“Inner Peace Meets Outer Peace” Showcases Students’ Poetic Prowess
November 11, 2011
On Nov. 6, a group of 30 or 40 students and faculty gathered at the Cat in the Cream to hear Oberlin’s finest do some poetic slamming at “Inner Peace Meets Outer Peace,” an event hosted by Active Minds at Oberlin and the Oberlin Peace Activists League. I sat next to College junior Aviva Maslow at a table in the Cat, and I think it is fair to consider her representative of the average audience member, if slightly more bright-eyed. Like other students in this small crowd, Maslow said she was there to support a friend, College junior and Review Arts Editor Abby Hawkins, who performed third. She declined further questions, saying, “This is about Abby, not me.” Fair enough.
College senior and campus slam poetry aficionado Ryan Magiera kicked off the night’s student performances, pushing audience members to the edges of their seats with a powerful poem about perfection through the lens of playing basketball. Hawkins’s three poems were very good, and her third brought the house down — that being a lot of appreciative snapping and “mm hmms!” from enthusiastic audience members. But her second poem, which was an ode to her childhood and the siblings she never had, was so colorful, sincere and beautifully read that by the end she had effectively breathed the absent brother and sister into real, heart-pumping existence.

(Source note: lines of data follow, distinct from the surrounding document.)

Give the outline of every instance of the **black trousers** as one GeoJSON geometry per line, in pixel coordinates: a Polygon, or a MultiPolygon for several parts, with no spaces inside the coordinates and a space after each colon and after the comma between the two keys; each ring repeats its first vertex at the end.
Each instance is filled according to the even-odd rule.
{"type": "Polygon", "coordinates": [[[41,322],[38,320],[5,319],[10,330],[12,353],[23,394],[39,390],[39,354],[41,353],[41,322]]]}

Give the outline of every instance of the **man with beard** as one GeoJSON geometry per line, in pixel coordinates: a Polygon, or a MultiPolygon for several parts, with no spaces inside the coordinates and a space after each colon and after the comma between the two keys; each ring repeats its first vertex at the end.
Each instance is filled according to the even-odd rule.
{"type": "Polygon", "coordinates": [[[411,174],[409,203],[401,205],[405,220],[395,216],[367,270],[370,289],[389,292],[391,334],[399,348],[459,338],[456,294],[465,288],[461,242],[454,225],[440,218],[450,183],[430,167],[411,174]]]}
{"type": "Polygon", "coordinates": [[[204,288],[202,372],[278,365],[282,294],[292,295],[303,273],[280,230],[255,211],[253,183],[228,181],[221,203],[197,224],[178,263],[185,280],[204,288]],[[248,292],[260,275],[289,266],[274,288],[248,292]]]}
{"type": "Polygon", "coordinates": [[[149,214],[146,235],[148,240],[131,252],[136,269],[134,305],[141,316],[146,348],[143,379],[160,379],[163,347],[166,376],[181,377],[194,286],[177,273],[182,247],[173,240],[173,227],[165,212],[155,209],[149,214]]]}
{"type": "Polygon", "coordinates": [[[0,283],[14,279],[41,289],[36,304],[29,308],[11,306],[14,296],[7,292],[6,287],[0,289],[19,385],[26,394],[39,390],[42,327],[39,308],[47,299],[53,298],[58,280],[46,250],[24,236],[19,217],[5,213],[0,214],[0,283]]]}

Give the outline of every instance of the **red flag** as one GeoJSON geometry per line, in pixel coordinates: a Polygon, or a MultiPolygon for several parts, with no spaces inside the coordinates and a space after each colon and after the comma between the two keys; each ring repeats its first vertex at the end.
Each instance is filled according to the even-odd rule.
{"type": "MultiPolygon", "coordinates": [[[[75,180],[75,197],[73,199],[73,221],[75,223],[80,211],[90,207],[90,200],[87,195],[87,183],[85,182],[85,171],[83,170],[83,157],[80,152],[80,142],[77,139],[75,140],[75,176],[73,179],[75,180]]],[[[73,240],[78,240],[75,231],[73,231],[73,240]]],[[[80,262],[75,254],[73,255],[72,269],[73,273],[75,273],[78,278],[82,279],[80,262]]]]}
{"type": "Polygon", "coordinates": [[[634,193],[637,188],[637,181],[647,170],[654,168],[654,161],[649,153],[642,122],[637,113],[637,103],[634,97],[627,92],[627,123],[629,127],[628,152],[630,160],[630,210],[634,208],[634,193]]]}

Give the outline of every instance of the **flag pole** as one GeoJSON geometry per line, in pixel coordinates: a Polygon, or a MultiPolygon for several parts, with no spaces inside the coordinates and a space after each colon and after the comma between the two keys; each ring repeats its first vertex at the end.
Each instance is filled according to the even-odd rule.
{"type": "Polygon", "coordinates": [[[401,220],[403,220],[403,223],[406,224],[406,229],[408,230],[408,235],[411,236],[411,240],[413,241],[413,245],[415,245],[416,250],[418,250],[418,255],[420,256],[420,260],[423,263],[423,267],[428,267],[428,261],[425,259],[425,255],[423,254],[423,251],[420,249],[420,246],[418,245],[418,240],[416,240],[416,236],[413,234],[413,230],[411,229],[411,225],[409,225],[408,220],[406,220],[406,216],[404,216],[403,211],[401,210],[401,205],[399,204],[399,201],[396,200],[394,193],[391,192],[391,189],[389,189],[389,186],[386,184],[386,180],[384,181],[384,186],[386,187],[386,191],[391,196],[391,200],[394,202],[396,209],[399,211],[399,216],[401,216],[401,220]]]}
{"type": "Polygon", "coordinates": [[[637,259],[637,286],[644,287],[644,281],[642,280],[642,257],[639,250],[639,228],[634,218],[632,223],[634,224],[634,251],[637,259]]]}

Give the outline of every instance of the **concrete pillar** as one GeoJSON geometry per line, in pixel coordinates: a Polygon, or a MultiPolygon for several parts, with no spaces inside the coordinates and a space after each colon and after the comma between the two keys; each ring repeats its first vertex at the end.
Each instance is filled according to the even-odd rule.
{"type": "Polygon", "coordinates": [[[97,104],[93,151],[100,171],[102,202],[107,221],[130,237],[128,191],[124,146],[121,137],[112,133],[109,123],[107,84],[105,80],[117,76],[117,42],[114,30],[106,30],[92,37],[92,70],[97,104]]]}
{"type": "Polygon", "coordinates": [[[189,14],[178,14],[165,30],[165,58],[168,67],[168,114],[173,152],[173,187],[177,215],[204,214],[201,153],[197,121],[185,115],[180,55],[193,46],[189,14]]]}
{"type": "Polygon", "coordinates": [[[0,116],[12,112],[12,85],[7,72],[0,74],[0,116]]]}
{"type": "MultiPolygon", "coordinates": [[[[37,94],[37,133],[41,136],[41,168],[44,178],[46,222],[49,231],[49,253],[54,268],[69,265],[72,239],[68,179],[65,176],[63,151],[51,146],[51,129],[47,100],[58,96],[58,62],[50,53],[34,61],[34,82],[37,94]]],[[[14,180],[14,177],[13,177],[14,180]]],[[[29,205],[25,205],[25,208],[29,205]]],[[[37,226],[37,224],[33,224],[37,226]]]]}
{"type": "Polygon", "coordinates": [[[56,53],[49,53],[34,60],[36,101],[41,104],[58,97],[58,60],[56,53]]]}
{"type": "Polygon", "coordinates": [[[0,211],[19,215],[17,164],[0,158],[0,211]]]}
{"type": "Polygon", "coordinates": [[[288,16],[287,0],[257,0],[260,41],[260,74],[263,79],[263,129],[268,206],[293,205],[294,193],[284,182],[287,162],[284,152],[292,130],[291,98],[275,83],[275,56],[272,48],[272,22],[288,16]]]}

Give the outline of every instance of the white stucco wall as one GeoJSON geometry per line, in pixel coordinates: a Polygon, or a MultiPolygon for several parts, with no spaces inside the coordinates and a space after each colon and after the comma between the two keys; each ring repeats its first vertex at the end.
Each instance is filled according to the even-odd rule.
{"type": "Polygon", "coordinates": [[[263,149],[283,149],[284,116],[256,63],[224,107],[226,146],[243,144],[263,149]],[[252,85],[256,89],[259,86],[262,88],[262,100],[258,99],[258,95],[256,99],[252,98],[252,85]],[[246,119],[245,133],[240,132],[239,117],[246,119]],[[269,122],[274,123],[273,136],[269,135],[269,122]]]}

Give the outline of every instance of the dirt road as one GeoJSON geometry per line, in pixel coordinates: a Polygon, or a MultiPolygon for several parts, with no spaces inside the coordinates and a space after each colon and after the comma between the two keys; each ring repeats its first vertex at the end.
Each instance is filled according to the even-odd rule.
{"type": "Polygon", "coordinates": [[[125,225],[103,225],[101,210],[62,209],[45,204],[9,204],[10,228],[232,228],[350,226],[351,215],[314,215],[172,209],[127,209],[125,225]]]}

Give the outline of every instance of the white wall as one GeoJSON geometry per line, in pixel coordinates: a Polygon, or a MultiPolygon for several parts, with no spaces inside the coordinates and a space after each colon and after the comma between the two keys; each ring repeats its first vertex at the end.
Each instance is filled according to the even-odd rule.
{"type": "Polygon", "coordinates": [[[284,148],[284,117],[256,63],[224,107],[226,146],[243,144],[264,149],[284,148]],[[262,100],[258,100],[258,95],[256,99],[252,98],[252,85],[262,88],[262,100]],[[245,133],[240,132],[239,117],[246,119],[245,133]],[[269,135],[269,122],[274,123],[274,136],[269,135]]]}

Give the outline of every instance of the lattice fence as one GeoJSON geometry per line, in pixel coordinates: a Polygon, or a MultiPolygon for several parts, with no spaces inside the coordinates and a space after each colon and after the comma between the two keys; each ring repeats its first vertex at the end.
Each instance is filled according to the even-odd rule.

Hawkins was not alone in her inventive words and nimble delivery. College sophomore Zoe Gould read a poem-story about youth and God and her mother, whom she depicted (at one moment) as “spitting guilt through the cracks in her lips.” Almost all of the poets shared a common theme: the identity crisis that so relentlessly hounds adolescents as they struggle to figure out just who they are. Gould’s character remembered asking “What can I do and who can I be?” Hawkins talked about “cookie-cutter girls” who “are not free” and “cannot dream.”
College junior Taylor Johnson, whom I have decided to dub “The Golden Persona” — though I’m sure she has many infinitely better nicknames — then stepped on stage after some negotiation and held court with a few minutes of unadulterated complaint and on-the-spot banter before she even read a line. Nobody seemed to mind. Her poetry, too, was occupied with being young and being young and in love. She cooed, “You are my favorite kind of too much,” then proceeded to rhapsodize blinding lines of verse which ran out the clock on their allotted meter when the imaginary beat dropped, but danced insistently along without breaking tempo.
The special guest of the evening was spoken-word artist Zain Shamoon, hailing from Michigan State University, who went on last and specialized in socio-political commentary wrapped in hip-hop clothing. In spite of some extraordinary beat-boxing skills, Mr. Shamoon seemed to be missing something. He mentioned somewhere along the line that slam poetry was something he did for himself — you know, to exorcise the monster. That’s all well and good, but it doesn’t guarantee your audience will share the enthusiasm. Every one of the Oberlin poets blew me away because of their elegant commitment to meaning and aesthetics. I wish Mr. Shamoon would spend more time doing art for art’s sake and a little less time preaching social change to the Oberlin choir.